Scribd has a bad reputation (from its early days as a document hosting site) for being a piracy haven, and to combat piracy Scribd has adopted an automated that checks user uploads for pirated content.
Unfortunately that system, like a similar system at Youtube, works a little too well. There are several reports over on the Smashwords blog from Scribd users whose documents were removed from the site by Scribd’s automated system.
When Smashwords signed up to distribute ebooks to Scribd’s ebook subscription service last Fall, one of the side effects of the deal was that ebooks from Smashwords were regarded by Scribd’s system as being an original source.
This has led to more than a few problems. Whenever an author quoted a court document, public domain work, or other legitimately copyright-free document in their book, Scribd logs the quoted text as belonging to the author and their automated system flags and removes any user-uploaded documents that contain the same text.
Several complaints have surfaced on the Smashwords blog over the past couple weeks. For example:
I have a slightly different purview on this whole subject. Many of my document posts on Scribd are 1)historical documents, long out of copyright protection, 2) government or legal documents, not protected by copyright laws, 3) public domain documents in which the author has granted free copy rights to all. I find many times these documents will get taken down by Scribd, and I suspect that is because some author has included quotes from the documents within their copyrighted books. So, even in the world of copyright protection, there are improvements that must be considered. Not everything is black and white.

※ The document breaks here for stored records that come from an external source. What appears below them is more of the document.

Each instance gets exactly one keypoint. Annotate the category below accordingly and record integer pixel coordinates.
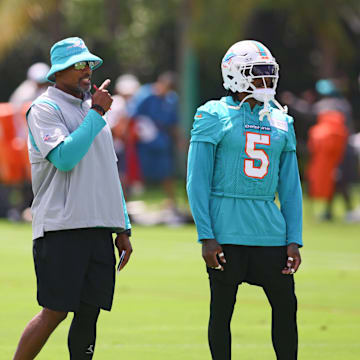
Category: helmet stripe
(261, 49)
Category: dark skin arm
(211, 248)
(292, 265)
(102, 96)
(122, 242)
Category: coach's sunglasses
(81, 65)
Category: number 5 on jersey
(258, 172)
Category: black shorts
(255, 265)
(73, 266)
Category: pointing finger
(222, 257)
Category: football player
(243, 152)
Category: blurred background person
(124, 134)
(34, 85)
(327, 124)
(332, 165)
(154, 109)
(16, 193)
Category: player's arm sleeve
(126, 215)
(199, 176)
(68, 154)
(291, 138)
(290, 196)
(46, 129)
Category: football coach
(78, 203)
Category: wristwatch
(99, 108)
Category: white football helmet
(248, 60)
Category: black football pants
(259, 266)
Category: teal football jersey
(248, 150)
(248, 167)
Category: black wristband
(98, 107)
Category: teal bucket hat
(67, 52)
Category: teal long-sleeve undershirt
(198, 185)
(69, 153)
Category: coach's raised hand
(102, 98)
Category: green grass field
(161, 301)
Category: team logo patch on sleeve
(278, 123)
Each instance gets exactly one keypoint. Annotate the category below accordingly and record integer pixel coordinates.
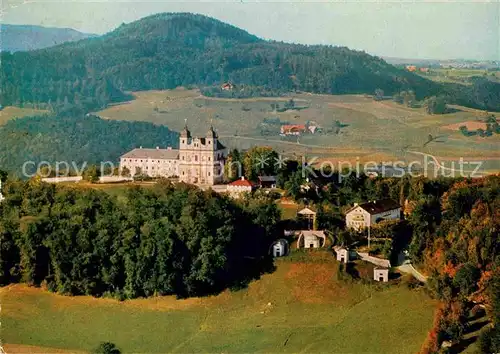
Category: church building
(199, 160)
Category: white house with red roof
(237, 188)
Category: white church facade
(199, 160)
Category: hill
(15, 38)
(177, 49)
(79, 139)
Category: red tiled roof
(242, 183)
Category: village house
(267, 181)
(1, 195)
(199, 160)
(292, 129)
(342, 254)
(367, 214)
(307, 218)
(227, 86)
(311, 239)
(239, 187)
(279, 248)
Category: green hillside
(169, 50)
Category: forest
(169, 50)
(166, 240)
(75, 138)
(183, 241)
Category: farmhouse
(370, 213)
(267, 181)
(311, 239)
(381, 274)
(199, 160)
(237, 188)
(292, 129)
(279, 248)
(1, 195)
(307, 218)
(342, 254)
(227, 86)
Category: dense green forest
(168, 50)
(167, 240)
(75, 138)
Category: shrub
(106, 348)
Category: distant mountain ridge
(168, 50)
(15, 38)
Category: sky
(416, 29)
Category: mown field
(372, 131)
(301, 307)
(461, 76)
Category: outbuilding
(267, 181)
(311, 239)
(280, 248)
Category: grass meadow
(9, 113)
(372, 131)
(301, 307)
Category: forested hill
(76, 139)
(168, 50)
(16, 38)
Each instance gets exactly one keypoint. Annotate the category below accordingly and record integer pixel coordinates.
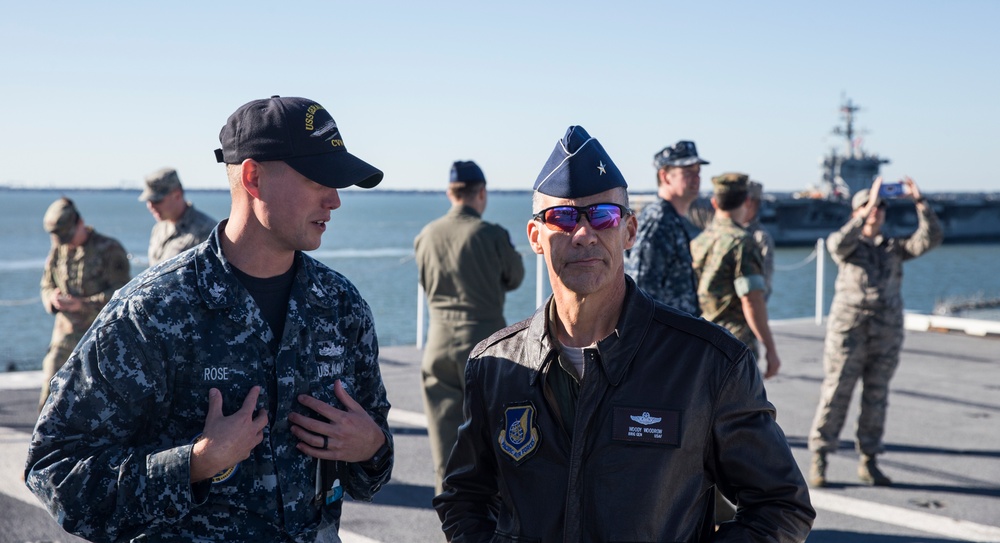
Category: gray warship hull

This type of criticism should sound familiar to anyone who follows copyright news, an in particular Youtube, whose ContentID system is often the focal point of complaints from both media companies and uploaders.
ContentID has had its own share of mistakenly removed videos, and in fact this kind of error gets news coverage about once every other month. The most recent one to cross my news feeds was a report about a video of US Congressional committee hearings being removed as a result of copyright claims by Telemundo and Univision. And only a few months before that, Youtube started taking down user uploaded gameplay videos en masse, even though the videos were arguably fair use and were often encouraged by the game developers.
And those are just the most recent cases; I have been reading about similar issues for over 4 years.
Today’s news about Scribd has only reinforced this blogger’s negative opinion of automated systems like ContentID. They make it far too easy for legit content to be blithely removed without involving even a single person in the decision.